L'une des options pour les petites entreprises de Trump – les plans de santé des associations – est bloquée devant les tribunaux. Et ensemble, les options d'assurance maladie de l'administration sont modestes par rapport à l'objectif initial de Trump de faire reculer l'ACA.

Étant donné que Trump n'a pas tenu sa promesse d'un grand plan, des escarmouches intestines parmi les candidats à la présidence démocrate de 2020 ont largement alimenté le débat sur les soins de santé ces derniers mois.

Bernie Sanders et Elizabeth Warren mènent la pression parmi les libéraux pour un plan «Medicare for All» qui mettrait effectivement fin à l'assurance maladie privée tandis que les candidats plus modérés, comme Joe Biden, Pete Buttigieg et Amy Klobuchar, défendent ce qu'ils soutiennent est plus réalisable l'expansion de Medicare.

Brad Woodhouse, un ancien fonctionnaire du Comité national démocrate et directeur exécutif du groupe de défense d'Obamacare Protect Our Care, a déclaré qu'il était important que les démocrates "déposent les couteaux qu'ils brandissaient les uns contre les autres sur les soins de santé".

"Au lieu de cela, portez leur attention sur ce président et les républicains qui tentent de l'enlever", a conseillé Woodhouse.

Certains espoirs démocrates semblent faire exactement cela.

Lors d'un arrêt de campagne à Memphis, Tennessee. ce mois-ci, l'ancien maire de New York, Michael Bloomberg, a appelé Trump sur les soins de santé, affirmant que le président était "déterminé à jeter les Américains du bateau, sans leur donner une bouée de sauvetage."

Un sondage suggère que l'échec de Trump à tenir sa promesse de fournir un système de santé remanié pourrait être un frein à son effort de réélection.

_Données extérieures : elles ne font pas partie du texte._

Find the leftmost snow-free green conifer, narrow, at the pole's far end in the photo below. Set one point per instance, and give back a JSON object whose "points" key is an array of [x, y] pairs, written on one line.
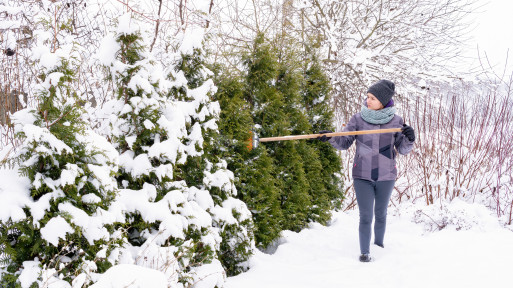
{"points": [[253, 167]]}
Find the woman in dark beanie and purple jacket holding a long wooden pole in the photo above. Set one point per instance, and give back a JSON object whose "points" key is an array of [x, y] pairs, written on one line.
{"points": [[374, 168]]}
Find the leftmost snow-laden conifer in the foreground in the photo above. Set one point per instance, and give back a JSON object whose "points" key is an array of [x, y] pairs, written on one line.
{"points": [[65, 234]]}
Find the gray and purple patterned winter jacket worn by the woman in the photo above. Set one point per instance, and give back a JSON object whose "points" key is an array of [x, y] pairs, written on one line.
{"points": [[375, 153]]}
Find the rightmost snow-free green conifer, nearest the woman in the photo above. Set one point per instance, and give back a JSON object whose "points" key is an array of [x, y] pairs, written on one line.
{"points": [[309, 109]]}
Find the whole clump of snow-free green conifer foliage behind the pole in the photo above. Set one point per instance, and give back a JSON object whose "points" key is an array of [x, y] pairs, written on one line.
{"points": [[290, 183]]}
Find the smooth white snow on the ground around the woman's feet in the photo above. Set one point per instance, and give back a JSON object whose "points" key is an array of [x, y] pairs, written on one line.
{"points": [[327, 257]]}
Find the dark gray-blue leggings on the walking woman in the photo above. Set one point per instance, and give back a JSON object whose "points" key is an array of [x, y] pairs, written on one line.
{"points": [[372, 197]]}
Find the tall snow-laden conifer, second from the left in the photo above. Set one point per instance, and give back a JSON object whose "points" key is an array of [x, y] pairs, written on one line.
{"points": [[165, 221]]}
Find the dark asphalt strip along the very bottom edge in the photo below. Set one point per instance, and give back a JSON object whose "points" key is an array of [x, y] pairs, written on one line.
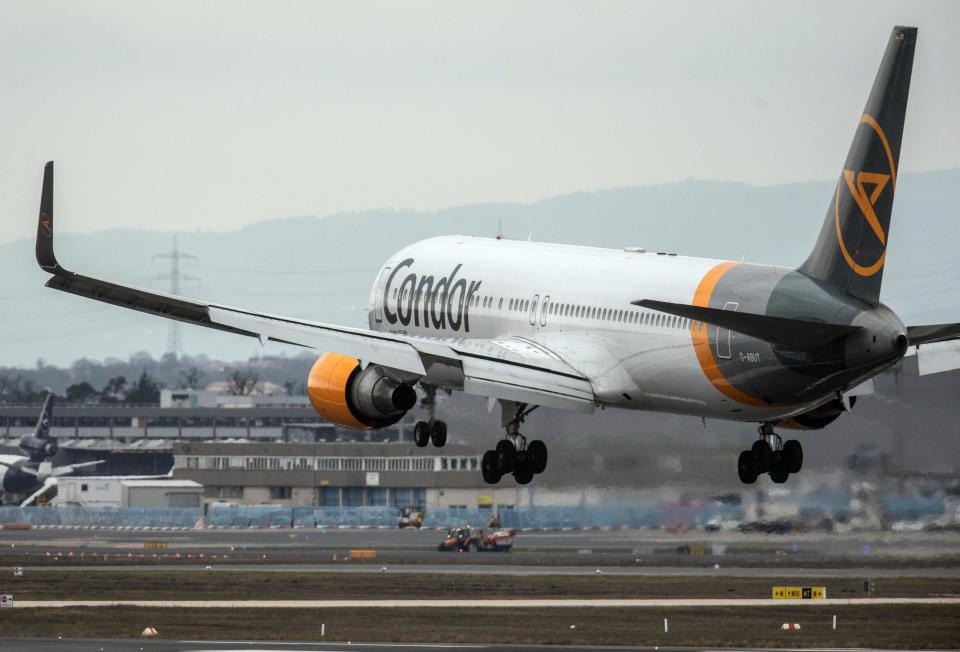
{"points": [[154, 645]]}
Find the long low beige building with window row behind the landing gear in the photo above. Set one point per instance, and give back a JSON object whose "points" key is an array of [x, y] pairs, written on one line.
{"points": [[340, 474]]}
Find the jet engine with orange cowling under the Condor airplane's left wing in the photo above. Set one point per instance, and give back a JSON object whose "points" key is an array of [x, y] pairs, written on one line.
{"points": [[347, 395]]}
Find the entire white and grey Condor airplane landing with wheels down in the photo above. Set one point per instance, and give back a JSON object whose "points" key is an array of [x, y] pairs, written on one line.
{"points": [[532, 324]]}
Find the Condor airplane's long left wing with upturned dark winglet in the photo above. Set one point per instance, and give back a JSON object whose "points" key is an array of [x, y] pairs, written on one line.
{"points": [[509, 369]]}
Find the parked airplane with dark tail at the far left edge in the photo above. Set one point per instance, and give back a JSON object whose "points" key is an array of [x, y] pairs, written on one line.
{"points": [[24, 475]]}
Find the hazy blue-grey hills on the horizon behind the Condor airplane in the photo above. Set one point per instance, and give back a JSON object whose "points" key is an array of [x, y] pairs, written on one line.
{"points": [[322, 267]]}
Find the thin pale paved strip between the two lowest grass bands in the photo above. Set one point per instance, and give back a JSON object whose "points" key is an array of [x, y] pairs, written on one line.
{"points": [[473, 604]]}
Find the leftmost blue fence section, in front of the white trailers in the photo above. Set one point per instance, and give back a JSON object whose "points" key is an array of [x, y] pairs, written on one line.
{"points": [[103, 517]]}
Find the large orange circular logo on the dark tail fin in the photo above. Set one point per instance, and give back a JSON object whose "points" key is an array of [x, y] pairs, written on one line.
{"points": [[865, 189]]}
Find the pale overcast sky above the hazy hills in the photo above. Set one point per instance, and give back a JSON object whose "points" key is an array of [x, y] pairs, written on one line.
{"points": [[212, 115]]}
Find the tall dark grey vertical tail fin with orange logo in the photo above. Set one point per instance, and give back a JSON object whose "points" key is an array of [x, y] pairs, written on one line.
{"points": [[851, 250]]}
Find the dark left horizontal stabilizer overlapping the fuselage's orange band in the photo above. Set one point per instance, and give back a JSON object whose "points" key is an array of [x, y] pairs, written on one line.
{"points": [[795, 334]]}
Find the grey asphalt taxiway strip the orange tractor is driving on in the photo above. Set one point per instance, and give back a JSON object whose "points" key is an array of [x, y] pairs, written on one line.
{"points": [[420, 545]]}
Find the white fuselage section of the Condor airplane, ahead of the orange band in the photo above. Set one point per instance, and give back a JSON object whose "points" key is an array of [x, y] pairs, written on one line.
{"points": [[574, 301]]}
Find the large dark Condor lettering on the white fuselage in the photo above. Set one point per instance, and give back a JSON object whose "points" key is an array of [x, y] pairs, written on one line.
{"points": [[438, 302]]}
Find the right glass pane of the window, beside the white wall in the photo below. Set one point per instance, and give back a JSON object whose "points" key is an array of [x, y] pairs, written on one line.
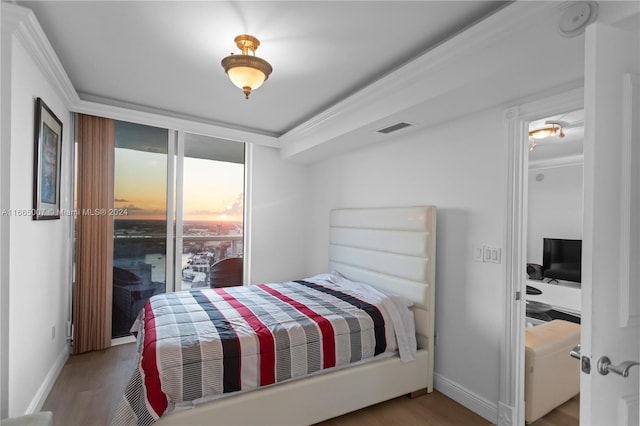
{"points": [[212, 212]]}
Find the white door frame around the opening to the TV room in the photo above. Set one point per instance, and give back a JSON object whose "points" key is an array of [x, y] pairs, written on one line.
{"points": [[516, 124]]}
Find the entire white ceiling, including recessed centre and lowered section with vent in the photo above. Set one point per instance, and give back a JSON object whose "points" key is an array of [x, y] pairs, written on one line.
{"points": [[342, 70]]}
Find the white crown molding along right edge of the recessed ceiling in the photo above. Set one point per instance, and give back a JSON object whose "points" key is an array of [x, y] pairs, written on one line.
{"points": [[416, 82]]}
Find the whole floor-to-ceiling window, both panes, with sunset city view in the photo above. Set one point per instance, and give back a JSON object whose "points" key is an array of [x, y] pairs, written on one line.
{"points": [[178, 216]]}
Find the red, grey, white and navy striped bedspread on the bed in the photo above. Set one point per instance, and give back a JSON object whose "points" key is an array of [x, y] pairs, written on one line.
{"points": [[209, 342]]}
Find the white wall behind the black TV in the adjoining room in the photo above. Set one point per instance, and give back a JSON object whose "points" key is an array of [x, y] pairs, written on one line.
{"points": [[555, 207]]}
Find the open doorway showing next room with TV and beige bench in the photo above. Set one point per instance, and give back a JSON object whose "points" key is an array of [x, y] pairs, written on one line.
{"points": [[554, 256]]}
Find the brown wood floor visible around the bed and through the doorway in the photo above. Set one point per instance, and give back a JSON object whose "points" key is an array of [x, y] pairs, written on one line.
{"points": [[90, 386]]}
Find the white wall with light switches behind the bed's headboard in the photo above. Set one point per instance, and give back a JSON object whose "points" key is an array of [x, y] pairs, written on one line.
{"points": [[460, 167]]}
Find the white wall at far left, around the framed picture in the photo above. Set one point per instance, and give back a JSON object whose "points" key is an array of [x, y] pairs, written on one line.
{"points": [[39, 254]]}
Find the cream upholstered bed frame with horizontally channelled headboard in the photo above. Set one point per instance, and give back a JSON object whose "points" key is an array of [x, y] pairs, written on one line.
{"points": [[392, 249]]}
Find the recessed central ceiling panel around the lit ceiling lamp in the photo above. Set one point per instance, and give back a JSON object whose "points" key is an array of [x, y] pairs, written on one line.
{"points": [[164, 56]]}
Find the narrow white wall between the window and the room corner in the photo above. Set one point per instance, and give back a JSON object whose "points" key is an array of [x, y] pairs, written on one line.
{"points": [[279, 203]]}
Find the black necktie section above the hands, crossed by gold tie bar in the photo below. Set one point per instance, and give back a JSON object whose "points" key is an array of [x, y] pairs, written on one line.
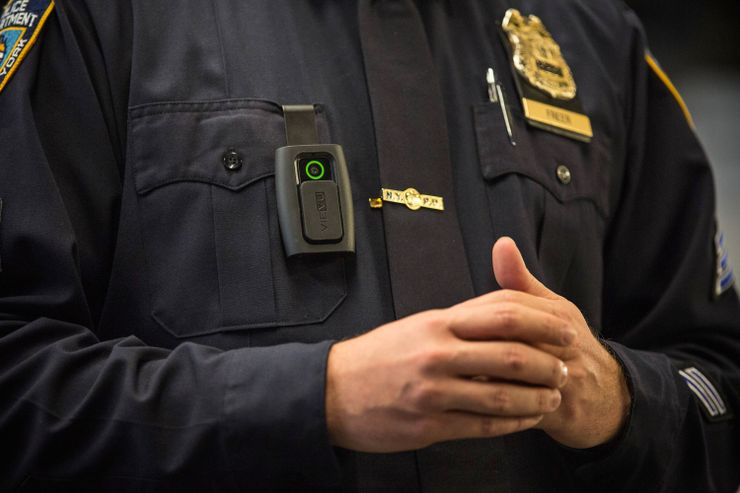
{"points": [[426, 255]]}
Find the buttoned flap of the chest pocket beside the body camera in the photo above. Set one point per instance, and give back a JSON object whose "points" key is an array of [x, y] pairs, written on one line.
{"points": [[173, 142]]}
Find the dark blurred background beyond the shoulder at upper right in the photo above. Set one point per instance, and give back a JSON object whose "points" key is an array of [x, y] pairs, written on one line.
{"points": [[698, 44]]}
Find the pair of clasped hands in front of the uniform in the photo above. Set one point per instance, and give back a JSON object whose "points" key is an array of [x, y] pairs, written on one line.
{"points": [[493, 365]]}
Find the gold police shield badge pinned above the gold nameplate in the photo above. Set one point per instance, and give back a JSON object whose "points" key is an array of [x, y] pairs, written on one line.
{"points": [[537, 56]]}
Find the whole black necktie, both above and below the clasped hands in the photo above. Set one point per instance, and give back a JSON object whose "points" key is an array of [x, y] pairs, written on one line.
{"points": [[426, 255]]}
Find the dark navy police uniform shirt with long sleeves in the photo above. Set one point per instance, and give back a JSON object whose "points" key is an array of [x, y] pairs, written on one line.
{"points": [[154, 337]]}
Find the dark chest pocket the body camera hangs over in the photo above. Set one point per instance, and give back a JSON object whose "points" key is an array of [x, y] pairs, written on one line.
{"points": [[204, 177]]}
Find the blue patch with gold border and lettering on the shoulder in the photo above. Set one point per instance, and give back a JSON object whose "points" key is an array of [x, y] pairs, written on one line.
{"points": [[20, 25]]}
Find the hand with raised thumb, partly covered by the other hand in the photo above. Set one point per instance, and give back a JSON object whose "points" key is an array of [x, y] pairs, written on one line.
{"points": [[596, 399]]}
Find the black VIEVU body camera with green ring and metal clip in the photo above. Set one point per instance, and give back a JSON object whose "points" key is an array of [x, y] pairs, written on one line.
{"points": [[314, 196]]}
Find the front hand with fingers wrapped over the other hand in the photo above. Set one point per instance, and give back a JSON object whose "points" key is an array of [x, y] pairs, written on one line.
{"points": [[469, 371]]}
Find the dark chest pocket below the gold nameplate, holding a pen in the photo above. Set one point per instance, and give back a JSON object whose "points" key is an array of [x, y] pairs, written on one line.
{"points": [[549, 189]]}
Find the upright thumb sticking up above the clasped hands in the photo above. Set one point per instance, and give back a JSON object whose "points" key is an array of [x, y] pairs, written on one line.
{"points": [[512, 273]]}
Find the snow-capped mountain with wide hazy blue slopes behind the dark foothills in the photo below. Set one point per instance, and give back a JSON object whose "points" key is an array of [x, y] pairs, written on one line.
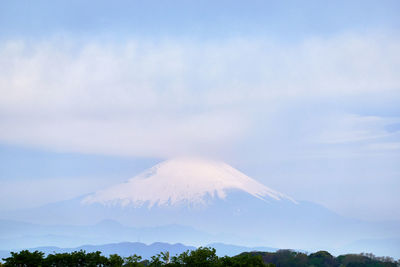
{"points": [[195, 202]]}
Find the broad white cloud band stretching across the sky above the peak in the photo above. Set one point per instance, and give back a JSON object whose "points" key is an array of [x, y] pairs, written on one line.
{"points": [[176, 97]]}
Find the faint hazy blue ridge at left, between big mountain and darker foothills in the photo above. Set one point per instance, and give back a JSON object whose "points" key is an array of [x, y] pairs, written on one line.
{"points": [[19, 235]]}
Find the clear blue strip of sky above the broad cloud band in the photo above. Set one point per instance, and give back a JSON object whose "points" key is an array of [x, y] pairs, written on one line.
{"points": [[284, 20]]}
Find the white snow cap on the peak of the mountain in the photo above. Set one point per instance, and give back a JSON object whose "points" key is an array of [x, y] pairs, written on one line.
{"points": [[181, 180]]}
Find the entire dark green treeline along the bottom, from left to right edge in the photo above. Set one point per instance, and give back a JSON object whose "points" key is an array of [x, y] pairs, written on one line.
{"points": [[201, 257]]}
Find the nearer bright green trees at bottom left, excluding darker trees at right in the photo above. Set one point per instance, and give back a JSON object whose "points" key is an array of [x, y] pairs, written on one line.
{"points": [[201, 257]]}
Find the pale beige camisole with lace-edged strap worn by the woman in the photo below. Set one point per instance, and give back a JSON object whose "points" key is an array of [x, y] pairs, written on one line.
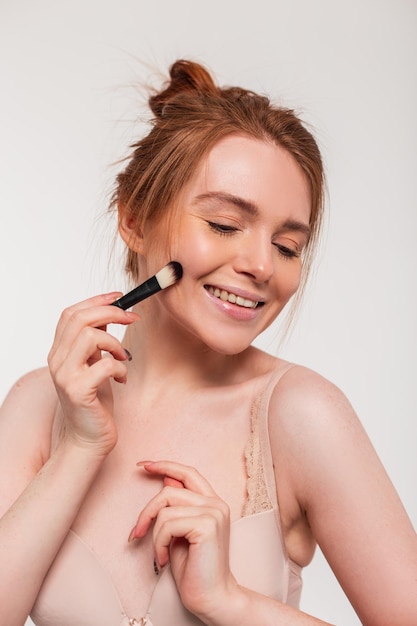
{"points": [[78, 591]]}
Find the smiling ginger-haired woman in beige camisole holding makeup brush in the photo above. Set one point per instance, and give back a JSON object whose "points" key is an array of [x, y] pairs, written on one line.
{"points": [[190, 483]]}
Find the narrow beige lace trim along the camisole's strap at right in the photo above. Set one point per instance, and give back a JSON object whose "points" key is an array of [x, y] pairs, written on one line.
{"points": [[257, 494]]}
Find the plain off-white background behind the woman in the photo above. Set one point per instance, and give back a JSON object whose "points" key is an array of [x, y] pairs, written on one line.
{"points": [[69, 107]]}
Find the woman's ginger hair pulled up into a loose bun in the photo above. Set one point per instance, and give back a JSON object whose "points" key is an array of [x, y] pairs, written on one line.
{"points": [[189, 115]]}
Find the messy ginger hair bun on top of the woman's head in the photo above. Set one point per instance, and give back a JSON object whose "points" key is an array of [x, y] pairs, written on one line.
{"points": [[185, 77]]}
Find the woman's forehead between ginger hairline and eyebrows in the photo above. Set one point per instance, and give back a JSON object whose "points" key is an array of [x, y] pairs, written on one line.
{"points": [[258, 171]]}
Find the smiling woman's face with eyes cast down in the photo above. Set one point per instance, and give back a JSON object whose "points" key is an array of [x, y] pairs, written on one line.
{"points": [[242, 225]]}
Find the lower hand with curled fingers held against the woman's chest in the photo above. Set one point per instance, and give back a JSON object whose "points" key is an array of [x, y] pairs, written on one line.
{"points": [[190, 528]]}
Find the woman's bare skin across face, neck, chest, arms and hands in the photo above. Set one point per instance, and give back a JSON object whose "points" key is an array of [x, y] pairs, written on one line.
{"points": [[184, 402]]}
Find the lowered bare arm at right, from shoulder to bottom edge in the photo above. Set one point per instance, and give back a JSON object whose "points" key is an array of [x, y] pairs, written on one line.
{"points": [[351, 506]]}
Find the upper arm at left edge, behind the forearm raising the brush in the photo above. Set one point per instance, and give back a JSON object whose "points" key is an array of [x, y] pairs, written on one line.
{"points": [[26, 418]]}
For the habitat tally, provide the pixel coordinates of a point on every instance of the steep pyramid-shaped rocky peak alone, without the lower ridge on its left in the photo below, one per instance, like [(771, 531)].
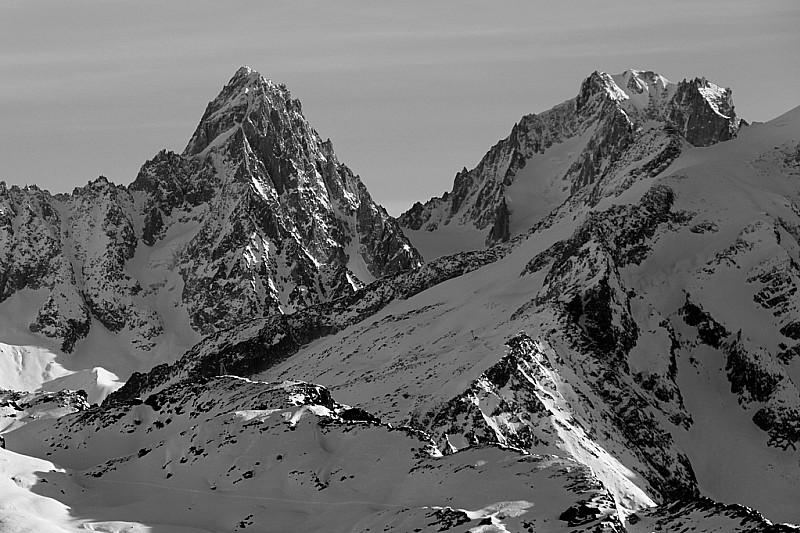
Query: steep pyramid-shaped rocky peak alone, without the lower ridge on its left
[(318, 233)]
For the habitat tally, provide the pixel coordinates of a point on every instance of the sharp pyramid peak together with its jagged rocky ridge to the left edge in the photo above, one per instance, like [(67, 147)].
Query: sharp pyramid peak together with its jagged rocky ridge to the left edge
[(257, 217)]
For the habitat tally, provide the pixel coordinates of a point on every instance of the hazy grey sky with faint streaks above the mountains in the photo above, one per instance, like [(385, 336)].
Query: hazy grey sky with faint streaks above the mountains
[(409, 92)]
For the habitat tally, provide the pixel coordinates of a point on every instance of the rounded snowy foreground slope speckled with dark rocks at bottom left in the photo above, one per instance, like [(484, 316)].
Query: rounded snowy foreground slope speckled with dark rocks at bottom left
[(235, 455)]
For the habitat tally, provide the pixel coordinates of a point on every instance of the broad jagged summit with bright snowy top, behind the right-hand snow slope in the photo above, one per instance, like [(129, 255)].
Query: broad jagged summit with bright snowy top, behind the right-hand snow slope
[(609, 128)]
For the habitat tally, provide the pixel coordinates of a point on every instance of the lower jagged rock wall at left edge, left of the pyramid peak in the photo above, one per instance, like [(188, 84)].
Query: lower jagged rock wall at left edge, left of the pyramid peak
[(77, 247)]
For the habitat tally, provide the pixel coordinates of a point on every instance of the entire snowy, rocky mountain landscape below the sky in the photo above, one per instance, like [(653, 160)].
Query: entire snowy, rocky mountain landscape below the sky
[(603, 336)]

Les électeurs ont invariablement cité les soins de santé comme l'une de leurs principales préoccupations dans les sondages. Et plus précisément, un récent sondage de Gallup-West Health a révélé que 66% des adultes pensent que l'administration Trump n'a fait que peu ou pas de progrès dans la réduction des coûts des médicaments d'ordonnance.

Les prix des médicaments d'ordonnance ont chuté de 1% en 2018, selon des experts non partisans des U.S.Health and Human Services.

Il s'agit de la première baisse de prix de ce type en 45 ans, entraînée par la baisse des médicaments génériques, qui représentent près de 9 ordonnances sur 10 délivrées. Les prix des médicaments de marque ont continué d'augmenter, mais à un rythme plus modéré.

Les points de vue de Trump contre l'industrie pharmaceutique auraient bien pu aider à vérifier les prix, bien que les sociétés pharmaceutiques aient été martelées par tous les grands démocrates ainsi que par de nombreux législateurs républicains.

Trump dit qu'une refonte de l'assurance maladie peut être effectuée dans un second mandat si les électeurs lui donnent un Congrès républicain ainsi qu'une victoire à la réélection.

Mais Trump et le GOP ont eu cette chance quand ils étaient en plein contrôle et incapables de livrer, parce que les républicains ne sont pas d'accord entre eux.

Trump pourrait encore remporter une grande victoire sur les médicaments d'ordonnance avant les élections de 2020. Il soutient un projet de loi bipartite du Sénat qui limiterait ce que les bénéficiaires de Medicare paient de leur poche pour leurs médicaments et obligerait les sociétés pharmaceutiques à verser des remises au gouvernement si elles augmentaient les prix au-dessus de l'inflation.

L'adopter nécessiterait la coopération de Pelosi, sévèrement critiqué par Trump pour sa mise en accusation.